Search code examples
algorithmsortinghaskellquicksortmergesort

Why is QuackSort 2x faster than Data.List's sort for random lists?


I was looking for the canonical implementation of MergeSort on Haskell to port to HOVM, and I found this StackOverflow answer. When porting the algorithm, I realized something looked silly: the algorithm has a "halve" function that does nothing but split a list in two, using half of the length, before recursing and merging. So I thought: why not make a better use of this pass, and use a pivot, to make each half respectively smaller and bigger than that pivot? That would increase the odds that recursive merge calls are applied to already-sorted lists, which might speed up the algorithm!

I've done this change, resulting in the following code:

import Data.List
import Data.Word

randomList :: Word32 -> Word32 -> [Word32]
randomList seed 0    = []
randomList seed size = seed : randomList (seed * 1664525 + 1013904223) (size - 1)

quacksort :: [Word32] -> [Word32]
quacksort []           = []
quacksort [x]          = [x]
quacksort (p : x : xs) = split p (p : x : xs) [] [] where

  -- Splits the list in two halves of elements smaller/bigger than a pivot
  split p []       as bs = merge (quacksort as) (quacksort bs)
  split p (x : xs) as bs = quack p (p < x) x xs as bs

  -- Helper function for `split`
  quack p False x xs as bs = split p xs (x : as) bs
  quack p True  x xs as bs = split p xs as (x : bs)

  -- Merges two lists as a sorted one
  merge []       ys       = ys
  merge xs       []       = xs
  merge (x : xs) (y : ys) = place (x < y) x xs y ys

  -- Helper function for `merge`
  place False x xs y ys = y : merge (x : xs) ys
  place True  x xs y ys = x : merge xs (y : ys)

main :: IO ()
main = do
  let l = randomList 0 2000000
  let b = quacksort l
  print $ sum b

I then benchmarked it and, to my surprise, it was, indeed, 2x faster than Haskell's official Data.List sort. So I wondered why this isn't used in practice, and, suddenly, I realized the obvious: mergesort does NOT perform better on already sorted lists. D'oh. So the whole assumption behind quacksort was failed. Not only that, it would perform terribly for reversely sorted lists, since it would fail to produce two halves of similar size (except if we could guess a really good pivot). So, quacksort is wack in all cases and should never be used in practice. But, then...

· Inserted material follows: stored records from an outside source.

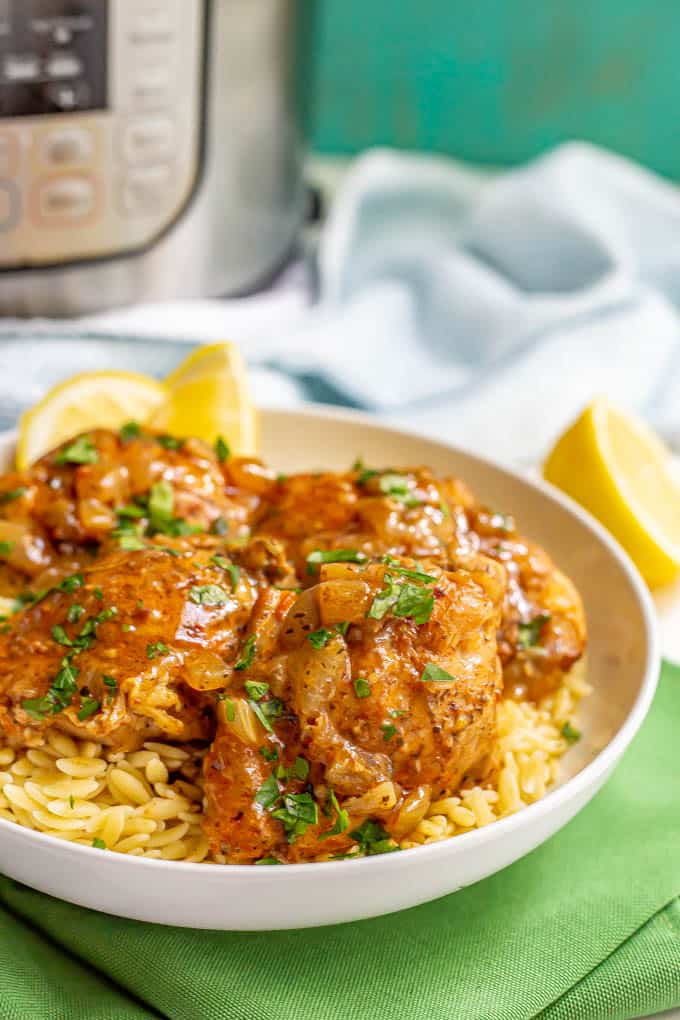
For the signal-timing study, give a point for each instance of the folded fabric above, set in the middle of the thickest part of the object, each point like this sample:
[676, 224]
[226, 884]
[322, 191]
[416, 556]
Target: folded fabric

Why the hell does it perform 2x faster than Data.List's sort for random lists?

I can't think of a good reason this should be the case. Making each half smaller/bigger than a pivot doesn't change how many times the merge call must be called, so it shouldn't have any positive effect. But reverting it back to a conventional mergesort does make it 2x slower, so, for some reason, the ordered split helps.


Solution

  • Your split splits the list in two ordered halves, so merge consumes its first argument first and then just produces the second half in full. In other words it is equivalent to ++, doing redundant comparisons on the first half which always turn out to be True.

    In the true mergesort the merge actually does twice the work on random data because the two parts are not ordered.

    The split though spends some work on the partitioning whereas an online bottom-up mergesort would spend no work there at all. But the built-in sort tries to detect ordered runs in the input, and apparently that extra work is not negligible.